Personal information
- Born: 1970 (age 55–56) Neptune City, New Jersey, United States
- Home town: Oakhurst, New Jersey, United States

Sport
- Sport: Swimming
- Strokes: Long-distance swimming, open water swimming

= Michelle Davidson (swimmer) =

American swimmer (born 1970)

Michelle Davidson (born 1970), is a U.S. Masters Swimmer and a long distance, open water swimmer. She is one of only 84 swimmers in the world who have ever accomplished the Triple Crown of Open Water Swimming, which includes crossing the English Channel and Catalina Channel, and circumnavigating Manhattan Island.

== Swimming ==
Born in 1970, Davidson grew up in the Oakhurst section of Ocean Township, Monmouth County, New Jersey, and graduated in 1989 from Ocean Township High School, where she was captain of the swimming team. She has been a resident of the Ocean Grove section of Neptune Township, New Jersey, and is employed as a teacher at Holmdel High School. She is one of only 84 swimmers in the world who have ever accomplished the Triple Crown of swimming. Either individually, or with her swimming partner Nancy Steadman Martin, she has made seven long distance swims between the years 2000 and 2010. These include:

- Swimming 21 mi across the English Channel in 2004 in 13 hours 45 minutes,
- Swimming 28.5 mi around the island of Manhattan in 2000, 2003 and 2007,
- Swimming southern California's 20.2 mi Catalina Channel
- Completing the 22 mile Ederle Swim from Battery Park, NY to Sandy Hook, NJ in 2006 and 2010.

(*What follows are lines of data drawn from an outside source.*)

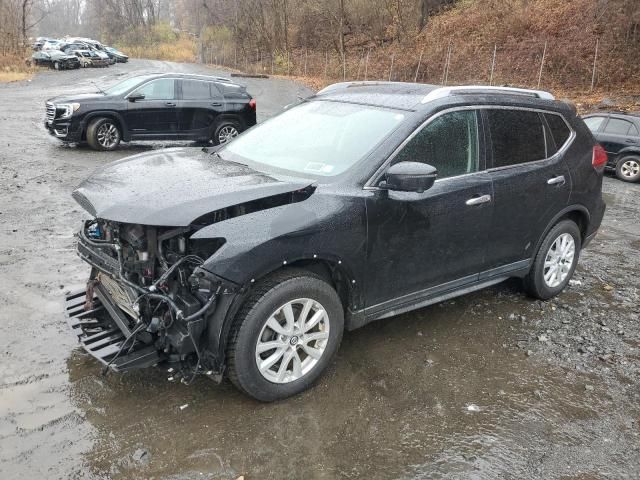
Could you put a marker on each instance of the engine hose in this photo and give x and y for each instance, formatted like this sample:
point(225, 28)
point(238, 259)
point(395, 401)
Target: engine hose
point(204, 308)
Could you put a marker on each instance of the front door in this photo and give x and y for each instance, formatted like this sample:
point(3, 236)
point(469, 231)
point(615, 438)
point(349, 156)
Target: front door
point(157, 112)
point(422, 244)
point(531, 183)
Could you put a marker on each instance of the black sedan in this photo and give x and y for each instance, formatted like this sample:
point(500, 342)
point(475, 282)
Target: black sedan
point(55, 59)
point(619, 134)
point(116, 55)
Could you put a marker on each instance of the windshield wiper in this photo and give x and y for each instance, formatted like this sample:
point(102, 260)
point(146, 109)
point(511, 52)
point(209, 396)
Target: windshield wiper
point(230, 161)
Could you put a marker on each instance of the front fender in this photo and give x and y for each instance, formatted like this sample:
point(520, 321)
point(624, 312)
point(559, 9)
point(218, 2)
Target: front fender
point(327, 228)
point(330, 229)
point(107, 113)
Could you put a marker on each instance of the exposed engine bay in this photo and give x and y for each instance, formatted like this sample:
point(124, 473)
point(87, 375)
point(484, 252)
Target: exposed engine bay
point(153, 276)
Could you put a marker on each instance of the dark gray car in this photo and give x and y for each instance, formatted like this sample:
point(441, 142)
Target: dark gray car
point(619, 134)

While known primarily for her long distance swims, she has been named to the U.S. Masters Swimming's list of All Americans on three occasions, having posted the fastest time in an event/age group in at least one of the organization's three official courses. Since 2003, Davidson has competed in 144 U.S. Masters Swimming short course events, winning 73 of these competitions (51%).

== Other sports ==
In addition to swimming, Davidson is world class paddle boarder who in 2004, was a member of a relay team that paddled from Cuba to Florida; has run five marathons in five states; competed in an Ironman competition; and has won the U.S. Lifeguard Association's "Run-Swim-Run" and Iron Woman competition.

Davidson was an Ocean Grove lifeguard for 26 years and the lifeguard manager for the 15 years.

March 28, 2016, Davidson and long time swim partner, Nancy Steadman Martin swam from Lanai to Maui Island Hawaii the new record setting time: 5 hours 5 minutes.